Please send me home. I hate it here. They made me stay in a closet for a long time. Also, two kids went missing. I'm scared. I think I'm next. Tell them to send me back home.

Please and love,

Amanda Hatfield

Thankfully the camp leaders didn't check the letter before collecting them. I thought then all my worries would wash away and I could go home and bury my face in pillows pretending like it was a perfect dream.

Well, that ended quickly. That night I was feeling homesick so I walked a lap around the cabin, stupidly without someone. And that's when I saw it, the horrible thing. Shining in the white light behind the cabin making fun of my fears. A thing so simple turned to a murderous object.

It was a barbie toothbrush.Covered in blood. And on the handle, written in black sharpie, was the name:

J-P. Sutton

All that came out of me was a gasp followed by my scream. It wasn't time for bed yet so our camp leader was just hanging around with us. Well, he rushed over. I heard him stop suddenly before grabbing my shoulders and say something into his walkie-talkie. But I didn't know what he said, every sound and sight was muffled and blurry. Blurry from my tears.

Soon I found myself in an office eating a cheaply made cookie and drinking water that tasted weird. Around me, all the camp leaders were shouting and having arguments. They mention 'the kids' and 'trouble' a lot. I knew they meant us, but what I didn't understand was why thought they were going to be in trouble.

I did find out years later though. Tore me to pieces. But that's not important right now. What is important is when the camp leaders finally noticed me sitting in the corner of the room. One of them sighed deeply and sat next to me in front of a desk. He typed something out and grabbed a wired phone on the desk and typed in some numbers. The camp leader started to talk into the phone, before giving it to me.

It was my mom. I think she was crying, she asked a million questions none of which I remember. I do remember crying too that I wanted to go home. Mom promised me she would try her best to get me out of as soon as possible. I wished she kept that promise.
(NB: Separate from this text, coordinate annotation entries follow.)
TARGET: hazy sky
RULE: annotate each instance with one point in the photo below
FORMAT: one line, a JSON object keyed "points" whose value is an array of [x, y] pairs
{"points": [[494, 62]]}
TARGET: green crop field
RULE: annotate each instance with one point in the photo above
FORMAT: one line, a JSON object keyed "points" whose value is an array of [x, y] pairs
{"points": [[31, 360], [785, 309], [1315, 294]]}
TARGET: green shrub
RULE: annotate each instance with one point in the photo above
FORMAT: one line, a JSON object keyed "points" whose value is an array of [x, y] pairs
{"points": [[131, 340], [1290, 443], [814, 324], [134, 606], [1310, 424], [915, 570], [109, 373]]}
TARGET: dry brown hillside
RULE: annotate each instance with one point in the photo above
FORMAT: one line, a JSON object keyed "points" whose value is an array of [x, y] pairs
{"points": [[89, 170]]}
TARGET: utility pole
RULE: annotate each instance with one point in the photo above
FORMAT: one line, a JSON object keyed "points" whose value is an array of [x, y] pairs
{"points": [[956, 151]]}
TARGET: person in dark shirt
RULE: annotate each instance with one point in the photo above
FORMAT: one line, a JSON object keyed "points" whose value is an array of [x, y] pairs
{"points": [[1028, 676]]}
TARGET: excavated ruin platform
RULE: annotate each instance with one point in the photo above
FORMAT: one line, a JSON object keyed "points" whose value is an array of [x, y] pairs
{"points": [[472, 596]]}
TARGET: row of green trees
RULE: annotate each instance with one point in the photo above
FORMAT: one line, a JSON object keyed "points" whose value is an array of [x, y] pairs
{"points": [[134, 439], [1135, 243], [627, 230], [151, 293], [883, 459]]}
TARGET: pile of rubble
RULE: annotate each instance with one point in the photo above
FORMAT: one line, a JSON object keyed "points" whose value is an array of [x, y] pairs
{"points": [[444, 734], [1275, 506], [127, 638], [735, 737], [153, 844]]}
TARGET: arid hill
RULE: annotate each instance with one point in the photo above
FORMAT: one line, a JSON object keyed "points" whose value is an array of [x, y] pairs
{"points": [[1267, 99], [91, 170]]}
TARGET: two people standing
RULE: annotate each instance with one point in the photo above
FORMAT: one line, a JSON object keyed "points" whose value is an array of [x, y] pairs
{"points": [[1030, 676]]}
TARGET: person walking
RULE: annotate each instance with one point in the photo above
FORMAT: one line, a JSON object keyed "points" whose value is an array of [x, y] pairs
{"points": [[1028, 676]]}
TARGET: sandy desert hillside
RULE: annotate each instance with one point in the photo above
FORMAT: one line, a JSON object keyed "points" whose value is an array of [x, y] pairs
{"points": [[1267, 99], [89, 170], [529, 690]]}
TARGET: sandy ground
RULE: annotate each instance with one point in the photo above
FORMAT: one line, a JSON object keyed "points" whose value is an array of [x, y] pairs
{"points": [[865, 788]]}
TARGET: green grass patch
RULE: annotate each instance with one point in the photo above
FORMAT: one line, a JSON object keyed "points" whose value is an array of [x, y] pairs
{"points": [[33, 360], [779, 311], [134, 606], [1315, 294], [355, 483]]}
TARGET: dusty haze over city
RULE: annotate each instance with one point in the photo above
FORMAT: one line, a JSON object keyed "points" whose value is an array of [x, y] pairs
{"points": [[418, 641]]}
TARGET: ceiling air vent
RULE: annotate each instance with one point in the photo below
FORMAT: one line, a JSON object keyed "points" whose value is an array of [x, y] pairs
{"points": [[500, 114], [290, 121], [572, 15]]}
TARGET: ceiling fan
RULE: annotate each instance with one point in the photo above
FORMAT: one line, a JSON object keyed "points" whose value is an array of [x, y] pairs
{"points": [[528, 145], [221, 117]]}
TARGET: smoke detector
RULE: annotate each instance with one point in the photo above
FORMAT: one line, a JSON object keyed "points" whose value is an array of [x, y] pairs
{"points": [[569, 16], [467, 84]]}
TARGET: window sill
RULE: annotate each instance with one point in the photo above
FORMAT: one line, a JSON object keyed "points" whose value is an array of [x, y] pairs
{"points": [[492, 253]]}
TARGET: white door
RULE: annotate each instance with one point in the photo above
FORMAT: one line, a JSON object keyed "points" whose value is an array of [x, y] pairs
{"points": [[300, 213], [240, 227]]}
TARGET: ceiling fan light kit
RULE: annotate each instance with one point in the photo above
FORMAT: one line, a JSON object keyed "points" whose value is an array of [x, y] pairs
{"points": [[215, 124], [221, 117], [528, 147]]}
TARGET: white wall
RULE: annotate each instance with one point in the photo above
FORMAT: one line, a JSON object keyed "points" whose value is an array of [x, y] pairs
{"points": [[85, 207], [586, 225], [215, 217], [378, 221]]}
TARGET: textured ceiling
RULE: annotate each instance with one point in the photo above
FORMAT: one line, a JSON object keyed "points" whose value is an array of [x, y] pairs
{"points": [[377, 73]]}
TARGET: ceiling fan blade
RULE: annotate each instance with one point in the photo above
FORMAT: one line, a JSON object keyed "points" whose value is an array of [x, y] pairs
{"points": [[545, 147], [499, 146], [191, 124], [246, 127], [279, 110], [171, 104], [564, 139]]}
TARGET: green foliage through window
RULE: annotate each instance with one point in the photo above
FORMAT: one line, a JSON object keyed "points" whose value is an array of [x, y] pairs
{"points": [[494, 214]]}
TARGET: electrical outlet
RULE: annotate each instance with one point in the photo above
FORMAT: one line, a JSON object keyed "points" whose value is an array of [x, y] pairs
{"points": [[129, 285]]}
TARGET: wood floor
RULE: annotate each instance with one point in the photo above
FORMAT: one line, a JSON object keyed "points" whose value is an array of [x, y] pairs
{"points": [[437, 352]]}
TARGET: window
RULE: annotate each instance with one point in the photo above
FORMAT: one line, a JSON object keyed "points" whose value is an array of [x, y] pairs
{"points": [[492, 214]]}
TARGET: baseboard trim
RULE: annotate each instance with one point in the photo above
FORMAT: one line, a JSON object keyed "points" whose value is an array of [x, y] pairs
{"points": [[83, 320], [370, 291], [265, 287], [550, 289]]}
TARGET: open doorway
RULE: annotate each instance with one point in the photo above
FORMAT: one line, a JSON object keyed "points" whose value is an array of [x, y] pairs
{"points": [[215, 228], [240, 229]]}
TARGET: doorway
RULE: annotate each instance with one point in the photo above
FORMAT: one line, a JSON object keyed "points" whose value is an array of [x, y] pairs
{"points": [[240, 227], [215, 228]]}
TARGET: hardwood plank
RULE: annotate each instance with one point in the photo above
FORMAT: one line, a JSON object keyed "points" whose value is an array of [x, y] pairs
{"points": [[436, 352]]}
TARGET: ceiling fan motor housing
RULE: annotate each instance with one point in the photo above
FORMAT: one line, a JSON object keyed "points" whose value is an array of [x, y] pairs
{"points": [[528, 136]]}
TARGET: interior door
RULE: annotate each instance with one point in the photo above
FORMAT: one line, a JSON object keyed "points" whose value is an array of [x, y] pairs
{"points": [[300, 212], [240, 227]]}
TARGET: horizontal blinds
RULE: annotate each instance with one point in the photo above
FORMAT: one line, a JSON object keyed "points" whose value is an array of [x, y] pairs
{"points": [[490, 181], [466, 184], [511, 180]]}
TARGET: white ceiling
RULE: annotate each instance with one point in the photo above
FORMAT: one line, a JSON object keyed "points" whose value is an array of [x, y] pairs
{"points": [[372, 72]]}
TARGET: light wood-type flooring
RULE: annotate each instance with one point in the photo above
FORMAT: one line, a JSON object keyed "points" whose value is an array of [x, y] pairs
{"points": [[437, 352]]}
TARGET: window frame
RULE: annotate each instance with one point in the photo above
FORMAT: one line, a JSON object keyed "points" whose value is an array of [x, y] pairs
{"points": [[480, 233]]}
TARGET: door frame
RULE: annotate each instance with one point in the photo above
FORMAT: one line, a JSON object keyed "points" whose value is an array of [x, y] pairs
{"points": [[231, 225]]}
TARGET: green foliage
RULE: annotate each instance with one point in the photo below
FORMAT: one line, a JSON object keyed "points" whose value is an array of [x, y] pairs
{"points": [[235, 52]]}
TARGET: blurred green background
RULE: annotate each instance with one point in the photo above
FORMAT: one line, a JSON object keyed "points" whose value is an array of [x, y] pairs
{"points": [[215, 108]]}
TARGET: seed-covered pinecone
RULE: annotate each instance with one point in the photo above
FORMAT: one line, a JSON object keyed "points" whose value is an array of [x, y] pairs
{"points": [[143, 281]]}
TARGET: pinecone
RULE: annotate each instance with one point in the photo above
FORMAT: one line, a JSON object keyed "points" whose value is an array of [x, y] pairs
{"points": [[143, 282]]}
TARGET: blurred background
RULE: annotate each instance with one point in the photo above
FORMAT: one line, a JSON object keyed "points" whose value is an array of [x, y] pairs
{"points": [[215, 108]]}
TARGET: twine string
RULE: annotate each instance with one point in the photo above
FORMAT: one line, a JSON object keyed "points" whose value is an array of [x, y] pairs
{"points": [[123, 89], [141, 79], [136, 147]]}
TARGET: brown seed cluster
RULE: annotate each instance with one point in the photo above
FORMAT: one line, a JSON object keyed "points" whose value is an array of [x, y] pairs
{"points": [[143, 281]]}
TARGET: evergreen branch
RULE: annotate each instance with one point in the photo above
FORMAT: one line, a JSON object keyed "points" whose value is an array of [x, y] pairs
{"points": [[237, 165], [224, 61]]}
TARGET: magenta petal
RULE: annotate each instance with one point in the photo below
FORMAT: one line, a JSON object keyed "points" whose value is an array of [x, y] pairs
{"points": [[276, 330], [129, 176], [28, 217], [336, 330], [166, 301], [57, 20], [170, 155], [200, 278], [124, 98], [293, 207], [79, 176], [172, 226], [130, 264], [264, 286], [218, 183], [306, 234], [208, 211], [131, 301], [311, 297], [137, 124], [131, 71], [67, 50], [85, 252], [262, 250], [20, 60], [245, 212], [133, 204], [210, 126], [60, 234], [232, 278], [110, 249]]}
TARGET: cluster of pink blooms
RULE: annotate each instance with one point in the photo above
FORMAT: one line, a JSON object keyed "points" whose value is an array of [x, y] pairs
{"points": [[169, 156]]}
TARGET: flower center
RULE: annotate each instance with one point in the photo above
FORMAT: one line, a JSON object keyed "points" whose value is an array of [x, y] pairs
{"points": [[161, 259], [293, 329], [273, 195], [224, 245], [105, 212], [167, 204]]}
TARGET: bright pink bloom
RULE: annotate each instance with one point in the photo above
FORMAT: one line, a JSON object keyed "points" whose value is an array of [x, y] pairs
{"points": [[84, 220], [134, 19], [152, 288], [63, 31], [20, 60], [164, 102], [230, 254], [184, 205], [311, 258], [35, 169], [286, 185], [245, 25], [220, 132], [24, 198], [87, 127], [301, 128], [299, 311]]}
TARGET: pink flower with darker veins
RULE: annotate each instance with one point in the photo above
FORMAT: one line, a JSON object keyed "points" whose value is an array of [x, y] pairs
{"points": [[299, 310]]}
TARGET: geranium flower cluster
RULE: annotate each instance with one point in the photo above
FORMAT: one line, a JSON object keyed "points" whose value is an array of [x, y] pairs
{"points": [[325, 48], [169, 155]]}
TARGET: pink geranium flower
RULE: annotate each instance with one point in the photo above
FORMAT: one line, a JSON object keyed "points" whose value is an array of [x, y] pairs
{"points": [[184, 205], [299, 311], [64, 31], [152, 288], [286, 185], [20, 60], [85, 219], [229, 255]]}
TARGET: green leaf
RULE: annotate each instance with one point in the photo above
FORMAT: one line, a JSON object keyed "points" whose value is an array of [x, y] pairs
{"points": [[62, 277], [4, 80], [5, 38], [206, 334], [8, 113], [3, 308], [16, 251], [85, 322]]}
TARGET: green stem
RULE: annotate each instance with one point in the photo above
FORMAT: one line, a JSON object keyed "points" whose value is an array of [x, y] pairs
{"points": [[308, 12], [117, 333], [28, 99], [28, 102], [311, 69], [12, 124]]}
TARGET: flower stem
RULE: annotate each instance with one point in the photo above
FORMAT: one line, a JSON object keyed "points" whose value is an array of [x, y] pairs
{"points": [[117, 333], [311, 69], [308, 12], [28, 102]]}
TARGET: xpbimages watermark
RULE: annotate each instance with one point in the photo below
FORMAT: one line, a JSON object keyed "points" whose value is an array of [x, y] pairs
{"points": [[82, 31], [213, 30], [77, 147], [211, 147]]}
More tears later it's probably midnight and I'm sobbing under the covers. I'm not sure when I fell asleep. I just remember my face being all wet and noticing the smell of pinewood all sound me. Oh and of course the sound of students gasping over the fact that another kid disappeared.

Seven left. Strange how we were the only group with missing kids. A camp full of children and it just happened to be my group that was chosen for whatever god knows what. I just wish I knew why. That's all. A tiny wish. I'll regret wishing that though. Because now I wish I could erase my memories and pretend as nothing happened.